Crews begin removing petroleum from sunken 1940s tug

(SAN FRANCISCO) — Contractors under the direction of a unified command will begin petroleum removal efforts on the tugboat Mazapeta today.

Mazapeta, a 1940s-era military tugboat, sank Sept. 4, 2023, in Little Potato Slough in the San Joaquin Delta northwest of Stockton, Calif. Approximately 1,600 gallons of diesel and engine oil were reported on board at the time of the incident.

To date, approximately 593 gallons of petroleum product have been recovered from inside the containment boom area, which surrounds the sunken tug. Rubberized boom was also deployed to improve containment and recovery efforts.

The unified command consists of representatives from the U.S. Coast Guard, California Department of Fish and Wildlife’s Office of Spill Prevention and Response, and the San Joaquin County Sheriff’s Office.

USS Mazapeta, a Woban-class Navy tug, entered service in 1943. photo

In consultation with the Coast Guard’s salvage engineering response team and industry experts, the unified command approved plans to begin petroleum removal pending specialized equipment availability and favorable weather conditions. Crews will work to seal, right, dewater and remove any petroleum products from the vessel.

Dewatering operations may occur at night to coincide with appropriate tidal windows. The plan also includes contingencies in the event primary efforts are unsuccessful.
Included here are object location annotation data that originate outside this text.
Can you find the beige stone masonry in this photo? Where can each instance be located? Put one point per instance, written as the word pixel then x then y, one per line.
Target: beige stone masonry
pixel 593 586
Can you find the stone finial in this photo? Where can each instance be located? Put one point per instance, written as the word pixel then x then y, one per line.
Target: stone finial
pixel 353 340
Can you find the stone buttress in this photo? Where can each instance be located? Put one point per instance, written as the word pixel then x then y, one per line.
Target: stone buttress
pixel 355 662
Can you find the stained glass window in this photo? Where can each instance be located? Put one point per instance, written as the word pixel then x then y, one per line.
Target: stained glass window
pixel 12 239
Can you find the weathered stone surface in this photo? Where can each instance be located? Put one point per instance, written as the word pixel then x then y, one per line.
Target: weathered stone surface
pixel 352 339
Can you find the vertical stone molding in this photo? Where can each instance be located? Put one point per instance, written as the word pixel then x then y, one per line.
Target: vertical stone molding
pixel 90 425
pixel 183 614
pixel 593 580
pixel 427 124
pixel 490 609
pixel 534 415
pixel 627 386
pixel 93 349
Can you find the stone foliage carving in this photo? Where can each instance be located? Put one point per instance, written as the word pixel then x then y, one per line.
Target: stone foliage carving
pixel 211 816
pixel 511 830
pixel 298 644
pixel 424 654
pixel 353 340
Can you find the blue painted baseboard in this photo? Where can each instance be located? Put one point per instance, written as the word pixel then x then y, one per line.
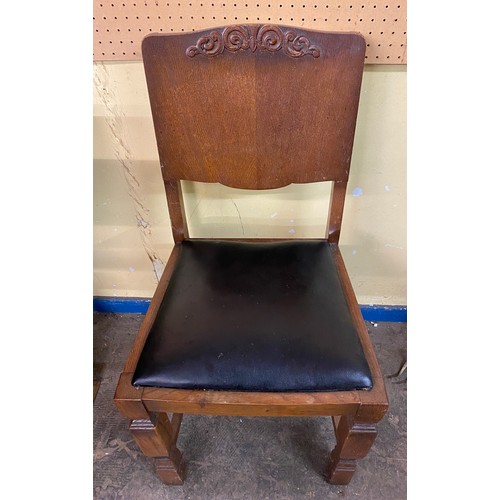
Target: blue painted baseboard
pixel 125 305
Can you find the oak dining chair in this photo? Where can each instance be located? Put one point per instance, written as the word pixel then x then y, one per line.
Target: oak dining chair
pixel 253 327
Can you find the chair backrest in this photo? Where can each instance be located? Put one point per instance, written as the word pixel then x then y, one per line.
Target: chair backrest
pixel 254 107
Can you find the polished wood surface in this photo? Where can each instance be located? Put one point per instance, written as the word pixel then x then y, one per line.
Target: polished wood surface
pixel 253 108
pixel 255 120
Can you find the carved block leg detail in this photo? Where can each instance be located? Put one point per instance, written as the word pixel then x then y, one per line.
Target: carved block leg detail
pixel 156 438
pixel 354 440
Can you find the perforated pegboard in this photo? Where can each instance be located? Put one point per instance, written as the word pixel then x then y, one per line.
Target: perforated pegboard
pixel 120 25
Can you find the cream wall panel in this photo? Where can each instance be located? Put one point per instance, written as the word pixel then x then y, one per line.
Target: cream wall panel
pixel 132 237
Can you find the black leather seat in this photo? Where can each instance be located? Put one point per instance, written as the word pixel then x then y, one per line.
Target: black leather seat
pixel 254 317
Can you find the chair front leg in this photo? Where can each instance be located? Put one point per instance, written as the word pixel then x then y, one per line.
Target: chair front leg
pixel 354 440
pixel 156 437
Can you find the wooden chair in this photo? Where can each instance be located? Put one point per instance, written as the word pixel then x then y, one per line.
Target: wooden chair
pixel 253 327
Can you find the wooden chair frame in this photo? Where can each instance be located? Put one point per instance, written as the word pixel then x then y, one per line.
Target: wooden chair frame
pixel 354 413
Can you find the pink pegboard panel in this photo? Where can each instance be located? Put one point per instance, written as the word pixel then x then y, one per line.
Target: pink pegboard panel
pixel 120 26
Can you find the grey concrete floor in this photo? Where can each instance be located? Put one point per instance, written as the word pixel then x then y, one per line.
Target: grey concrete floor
pixel 244 458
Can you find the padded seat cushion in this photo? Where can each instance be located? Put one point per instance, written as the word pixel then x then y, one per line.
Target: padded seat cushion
pixel 254 317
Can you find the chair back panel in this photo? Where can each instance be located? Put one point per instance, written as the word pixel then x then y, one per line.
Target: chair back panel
pixel 254 106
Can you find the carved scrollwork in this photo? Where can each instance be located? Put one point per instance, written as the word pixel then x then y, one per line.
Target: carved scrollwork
pixel 266 37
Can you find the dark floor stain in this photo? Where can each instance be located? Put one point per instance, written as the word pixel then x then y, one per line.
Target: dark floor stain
pixel 245 457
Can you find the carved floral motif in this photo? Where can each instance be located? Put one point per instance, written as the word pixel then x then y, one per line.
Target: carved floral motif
pixel 265 37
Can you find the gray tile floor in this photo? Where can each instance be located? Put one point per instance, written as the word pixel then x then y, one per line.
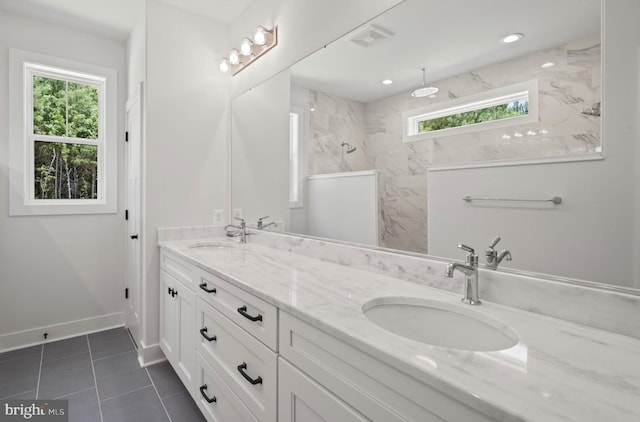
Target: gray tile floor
pixel 100 376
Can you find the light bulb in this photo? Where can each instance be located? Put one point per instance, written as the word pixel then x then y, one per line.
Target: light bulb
pixel 511 38
pixel 234 57
pixel 260 37
pixel 245 48
pixel 224 66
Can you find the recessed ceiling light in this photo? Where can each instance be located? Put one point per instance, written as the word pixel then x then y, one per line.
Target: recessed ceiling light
pixel 511 38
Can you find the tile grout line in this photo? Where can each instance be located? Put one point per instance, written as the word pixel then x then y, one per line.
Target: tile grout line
pixel 158 394
pixel 95 381
pixel 74 393
pixel 40 371
pixel 128 392
pixel 113 356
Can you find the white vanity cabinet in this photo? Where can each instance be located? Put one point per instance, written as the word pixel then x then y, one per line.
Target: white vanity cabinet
pixel 301 399
pixel 237 343
pixel 178 318
pixel 224 342
pixel 347 380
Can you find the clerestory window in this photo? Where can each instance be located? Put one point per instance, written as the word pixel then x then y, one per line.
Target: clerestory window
pixel 507 106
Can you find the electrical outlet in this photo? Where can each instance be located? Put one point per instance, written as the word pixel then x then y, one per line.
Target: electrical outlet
pixel 217 217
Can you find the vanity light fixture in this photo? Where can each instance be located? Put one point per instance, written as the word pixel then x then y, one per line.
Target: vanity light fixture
pixel 234 57
pixel 245 47
pixel 224 65
pixel 251 48
pixel 511 38
pixel 260 36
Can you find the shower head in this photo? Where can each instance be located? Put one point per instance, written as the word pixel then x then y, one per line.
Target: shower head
pixel 350 148
pixel 594 110
pixel 424 90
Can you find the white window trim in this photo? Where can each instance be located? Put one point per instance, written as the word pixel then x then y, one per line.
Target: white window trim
pixel 472 102
pixel 21 200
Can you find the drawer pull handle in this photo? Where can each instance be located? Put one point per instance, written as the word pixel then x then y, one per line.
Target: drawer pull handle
pixel 203 286
pixel 209 400
pixel 243 311
pixel 241 369
pixel 203 331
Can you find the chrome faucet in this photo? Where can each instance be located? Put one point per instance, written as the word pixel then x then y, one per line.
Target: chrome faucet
pixel 470 270
pixel 262 226
pixel 241 230
pixel 492 256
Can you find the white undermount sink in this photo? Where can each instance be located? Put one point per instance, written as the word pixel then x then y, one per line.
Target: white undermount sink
pixel 440 324
pixel 211 245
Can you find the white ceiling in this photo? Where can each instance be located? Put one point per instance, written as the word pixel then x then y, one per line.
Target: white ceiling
pixel 115 18
pixel 448 38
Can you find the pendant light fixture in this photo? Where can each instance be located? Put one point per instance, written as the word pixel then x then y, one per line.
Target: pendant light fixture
pixel 424 91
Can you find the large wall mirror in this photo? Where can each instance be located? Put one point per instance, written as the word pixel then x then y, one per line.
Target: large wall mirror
pixel 322 148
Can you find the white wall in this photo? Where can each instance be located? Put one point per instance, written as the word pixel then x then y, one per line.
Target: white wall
pixel 593 234
pixel 59 274
pixel 260 151
pixel 187 131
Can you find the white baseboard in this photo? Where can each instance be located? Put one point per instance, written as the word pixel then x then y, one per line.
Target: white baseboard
pixel 35 336
pixel 149 355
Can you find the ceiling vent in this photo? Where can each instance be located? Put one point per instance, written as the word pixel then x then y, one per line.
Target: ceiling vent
pixel 370 35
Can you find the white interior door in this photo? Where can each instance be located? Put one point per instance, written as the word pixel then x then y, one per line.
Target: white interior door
pixel 133 213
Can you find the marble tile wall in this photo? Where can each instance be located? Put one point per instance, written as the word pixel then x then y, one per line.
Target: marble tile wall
pixel 565 90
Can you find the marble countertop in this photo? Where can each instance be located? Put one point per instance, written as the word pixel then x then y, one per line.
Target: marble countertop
pixel 558 371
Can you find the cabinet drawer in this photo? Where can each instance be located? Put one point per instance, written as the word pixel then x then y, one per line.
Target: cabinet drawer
pixel 257 317
pixel 245 364
pixel 301 399
pixel 178 268
pixel 215 399
pixel 365 383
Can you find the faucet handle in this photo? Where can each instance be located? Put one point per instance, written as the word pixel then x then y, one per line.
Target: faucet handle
pixel 466 248
pixel 494 242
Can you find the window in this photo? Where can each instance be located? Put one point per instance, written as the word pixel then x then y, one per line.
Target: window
pixel 63 130
pixel 508 106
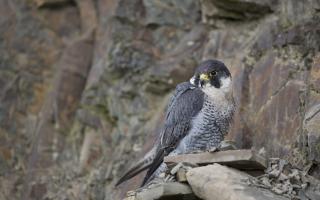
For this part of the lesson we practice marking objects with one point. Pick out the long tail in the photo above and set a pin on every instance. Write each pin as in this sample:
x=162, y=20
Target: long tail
x=137, y=168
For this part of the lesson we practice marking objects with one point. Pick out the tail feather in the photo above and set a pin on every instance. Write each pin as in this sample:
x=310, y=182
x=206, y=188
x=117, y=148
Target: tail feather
x=142, y=165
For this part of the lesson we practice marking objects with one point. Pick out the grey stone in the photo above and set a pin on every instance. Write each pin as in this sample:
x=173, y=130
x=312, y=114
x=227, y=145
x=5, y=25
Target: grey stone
x=171, y=190
x=217, y=182
x=240, y=159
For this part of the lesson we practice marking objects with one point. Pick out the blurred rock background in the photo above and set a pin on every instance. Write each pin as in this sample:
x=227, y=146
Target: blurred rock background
x=84, y=83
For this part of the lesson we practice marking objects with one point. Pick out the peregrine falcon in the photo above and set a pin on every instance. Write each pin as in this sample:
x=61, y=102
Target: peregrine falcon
x=197, y=118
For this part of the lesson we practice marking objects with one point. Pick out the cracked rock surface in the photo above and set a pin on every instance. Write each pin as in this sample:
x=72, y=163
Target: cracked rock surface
x=140, y=50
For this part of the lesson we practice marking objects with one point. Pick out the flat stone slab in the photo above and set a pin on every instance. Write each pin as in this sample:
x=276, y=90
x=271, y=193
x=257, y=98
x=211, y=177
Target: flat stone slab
x=164, y=191
x=218, y=182
x=239, y=159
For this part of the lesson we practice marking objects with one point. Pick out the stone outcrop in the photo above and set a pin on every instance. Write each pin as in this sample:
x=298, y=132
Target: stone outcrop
x=140, y=50
x=217, y=182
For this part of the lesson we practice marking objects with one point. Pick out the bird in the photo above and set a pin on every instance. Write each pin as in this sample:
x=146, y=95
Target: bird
x=198, y=116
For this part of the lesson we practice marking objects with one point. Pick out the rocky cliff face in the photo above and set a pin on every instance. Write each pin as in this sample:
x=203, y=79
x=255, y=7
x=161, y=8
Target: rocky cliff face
x=84, y=84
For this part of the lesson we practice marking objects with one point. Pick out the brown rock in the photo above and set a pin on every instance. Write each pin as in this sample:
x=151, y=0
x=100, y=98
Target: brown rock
x=216, y=182
x=48, y=3
x=171, y=190
x=312, y=128
x=240, y=159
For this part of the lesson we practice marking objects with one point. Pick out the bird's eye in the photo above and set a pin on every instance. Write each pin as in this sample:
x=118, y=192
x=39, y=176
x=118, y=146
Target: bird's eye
x=213, y=73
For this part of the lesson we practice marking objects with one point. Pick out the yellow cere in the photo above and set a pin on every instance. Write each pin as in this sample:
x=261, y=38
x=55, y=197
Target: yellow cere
x=204, y=77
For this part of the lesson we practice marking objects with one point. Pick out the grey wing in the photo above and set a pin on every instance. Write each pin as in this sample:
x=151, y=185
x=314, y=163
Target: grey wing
x=185, y=104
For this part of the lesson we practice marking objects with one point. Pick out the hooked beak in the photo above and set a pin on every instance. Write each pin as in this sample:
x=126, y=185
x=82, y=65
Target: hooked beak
x=204, y=77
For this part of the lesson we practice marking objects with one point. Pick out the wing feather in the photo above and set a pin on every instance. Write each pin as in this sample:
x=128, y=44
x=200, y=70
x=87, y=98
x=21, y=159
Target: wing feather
x=185, y=104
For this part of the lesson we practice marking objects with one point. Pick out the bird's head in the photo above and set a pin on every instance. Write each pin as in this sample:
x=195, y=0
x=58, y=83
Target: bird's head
x=213, y=78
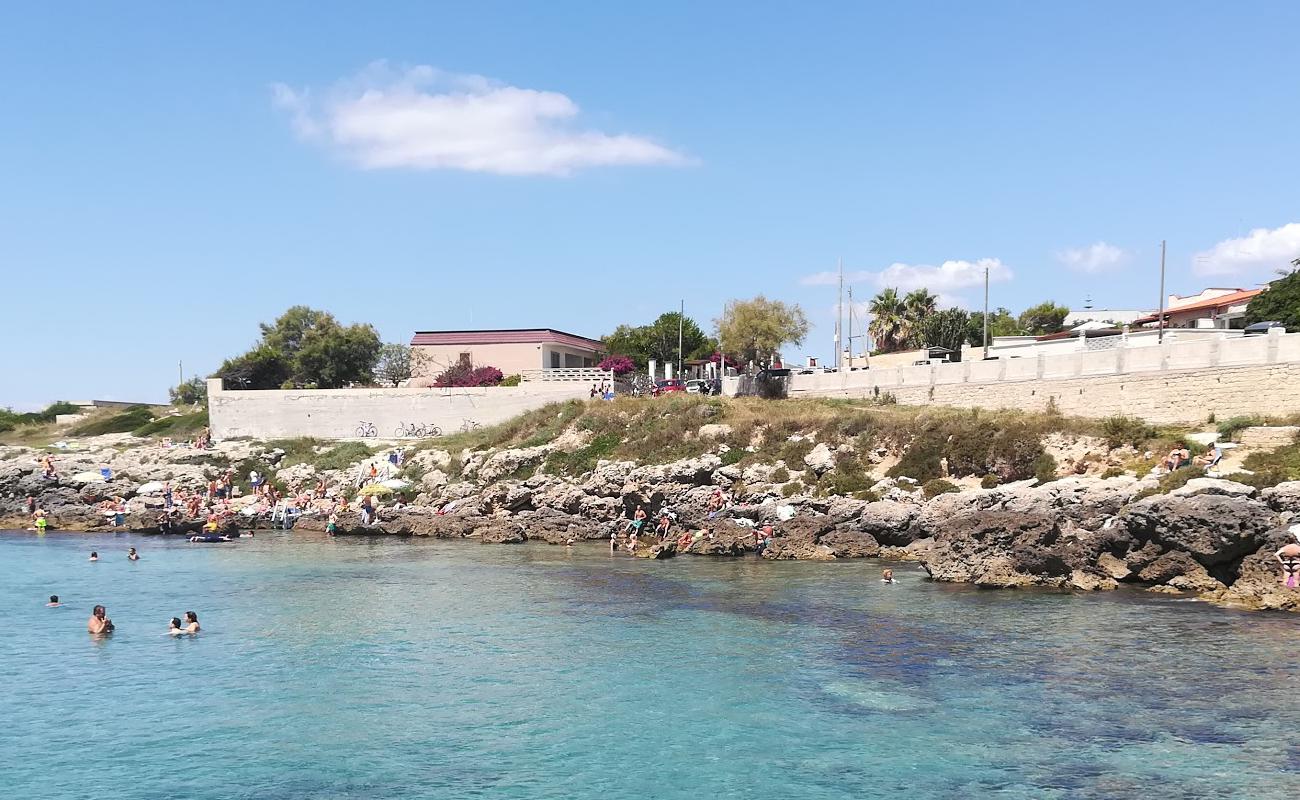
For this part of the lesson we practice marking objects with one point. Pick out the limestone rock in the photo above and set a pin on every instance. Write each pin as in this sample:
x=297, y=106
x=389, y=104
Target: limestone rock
x=1212, y=528
x=1213, y=485
x=499, y=533
x=508, y=463
x=1283, y=497
x=820, y=459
Empire Tract Road will be closed at Eight Mile Road and a water safety zone will be enforced within the operational area that will attempt to accommodate recreational vessel transit, but vessels are encouraged to avoid the area if possible. The unified command is also coordinating meetings with local and state agencies to discuss opportunities for vessel salvage after the pollution threat has been removed.